Plus 1 CX race, but I skip that one.


----------



## spade2you (May 12, 2009)

+1 on volunteering. I'm currently road only, so I hope to help out with some CX or MTB events, provided I'm not stuck at work (again).


----------



## waldo425 (Sep 22, 2008)

carlosflanders said:


> IMO, the most important aspect of a team is that they usually put on races and require members to volunteer.
> 
> Anyone who doesn't volunteer for at least one race a year is not a bike racer.


In my area teams are required to put on at least two races a year. Team members are usually required to volunteer either at the races or through the sponsors.


----------



## Alaska Mike (Sep 28, 2008)

Here's my take on it, and take it for what it's worth since I am not on a team. There are very, very few teams in my area, and many, many more talented riders.

Aside from the tangible benefits (like the discounts), there are pretty significant social benefits. First of all, there's sense of identity gained through wearing a team kit. People look at you differently, especially if you are on a particularly strong team. Roadies can be fairly image-conscious, so this is no small thing.

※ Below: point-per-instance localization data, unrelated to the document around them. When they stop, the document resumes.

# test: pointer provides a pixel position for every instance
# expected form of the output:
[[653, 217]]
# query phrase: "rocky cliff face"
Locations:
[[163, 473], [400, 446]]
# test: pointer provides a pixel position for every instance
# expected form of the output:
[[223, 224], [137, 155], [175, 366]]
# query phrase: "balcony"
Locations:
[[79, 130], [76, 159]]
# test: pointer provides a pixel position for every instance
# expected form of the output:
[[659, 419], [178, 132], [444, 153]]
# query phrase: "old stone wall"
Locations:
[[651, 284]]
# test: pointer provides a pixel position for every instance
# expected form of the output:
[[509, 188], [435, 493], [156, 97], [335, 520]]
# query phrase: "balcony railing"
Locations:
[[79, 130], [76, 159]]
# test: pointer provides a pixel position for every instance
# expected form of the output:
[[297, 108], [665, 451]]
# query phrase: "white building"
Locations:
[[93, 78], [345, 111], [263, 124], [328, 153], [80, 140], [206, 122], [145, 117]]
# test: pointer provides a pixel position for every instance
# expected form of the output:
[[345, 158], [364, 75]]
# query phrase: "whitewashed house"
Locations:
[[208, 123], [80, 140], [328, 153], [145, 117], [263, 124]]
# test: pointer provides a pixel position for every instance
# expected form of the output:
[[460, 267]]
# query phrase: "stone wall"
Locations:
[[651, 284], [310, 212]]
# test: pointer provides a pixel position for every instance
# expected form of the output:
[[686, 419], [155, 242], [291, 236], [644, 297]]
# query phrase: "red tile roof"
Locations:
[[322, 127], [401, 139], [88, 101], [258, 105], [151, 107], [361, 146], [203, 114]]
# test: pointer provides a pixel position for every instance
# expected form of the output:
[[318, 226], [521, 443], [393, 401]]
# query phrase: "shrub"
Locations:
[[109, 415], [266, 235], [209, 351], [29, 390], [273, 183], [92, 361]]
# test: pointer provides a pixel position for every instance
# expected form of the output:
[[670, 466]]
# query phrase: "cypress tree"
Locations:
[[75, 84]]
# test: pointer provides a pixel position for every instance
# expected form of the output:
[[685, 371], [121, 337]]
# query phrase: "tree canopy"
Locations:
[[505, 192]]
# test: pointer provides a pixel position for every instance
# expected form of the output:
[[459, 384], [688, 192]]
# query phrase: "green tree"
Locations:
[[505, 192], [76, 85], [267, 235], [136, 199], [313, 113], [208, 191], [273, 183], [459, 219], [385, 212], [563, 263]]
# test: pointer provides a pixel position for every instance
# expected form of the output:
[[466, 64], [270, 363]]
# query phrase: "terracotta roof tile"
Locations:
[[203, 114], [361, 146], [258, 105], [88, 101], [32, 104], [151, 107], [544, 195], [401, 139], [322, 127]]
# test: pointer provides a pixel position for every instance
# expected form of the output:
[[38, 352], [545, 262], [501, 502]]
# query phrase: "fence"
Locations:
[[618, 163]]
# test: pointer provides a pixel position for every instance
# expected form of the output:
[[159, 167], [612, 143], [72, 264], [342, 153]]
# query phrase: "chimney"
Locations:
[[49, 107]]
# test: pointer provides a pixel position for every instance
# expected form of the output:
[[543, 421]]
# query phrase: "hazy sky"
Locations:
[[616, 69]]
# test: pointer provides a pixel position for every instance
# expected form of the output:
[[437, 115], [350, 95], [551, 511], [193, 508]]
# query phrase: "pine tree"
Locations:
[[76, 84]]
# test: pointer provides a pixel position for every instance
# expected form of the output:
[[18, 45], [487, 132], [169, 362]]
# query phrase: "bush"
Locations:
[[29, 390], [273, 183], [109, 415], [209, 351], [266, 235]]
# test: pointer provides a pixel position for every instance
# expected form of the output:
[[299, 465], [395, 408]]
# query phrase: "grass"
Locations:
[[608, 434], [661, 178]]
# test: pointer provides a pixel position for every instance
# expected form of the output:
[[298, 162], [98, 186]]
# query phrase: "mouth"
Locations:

For a rider like me, you may reach a certain point and you find you've topped out your potential. Either you can train any more (available time or enthusiasm) or you just don't have the natural gifts. At this point, you can either quit, ride at your best and finish more or less the same each time, or use your ability to help another person win. The last one at least allows you the feeling that you contributed towards a greater result than you could have achieved on your own. All of this assumes that the team has some sort of organization or hierarchy and works together during a given race. Some don't, and it's more about the discounts and flashy clothes.

Would I join a team if asked? To be honest, I don't know. A lot would depend on the personalities involved and my role on that team. I'd also have to like the kit (I'm not riding in something that cuts my taint to shreds just for a discount). I'd prefer a team that had a stable sponsorship, that isn't required to change kit every year (out of pocket expense).

If all of that aligned, I'd probably do it. It would give me an added incentive to stay fit (I don't like letting people down), and I would kinda dig that notoriety. Call me shallow...


----------



## Rhymenocerus (Jul 17, 2010)

Id imagine most people join to simply get faster. Training with others will definitely make you faster in any type of racing sport.


----------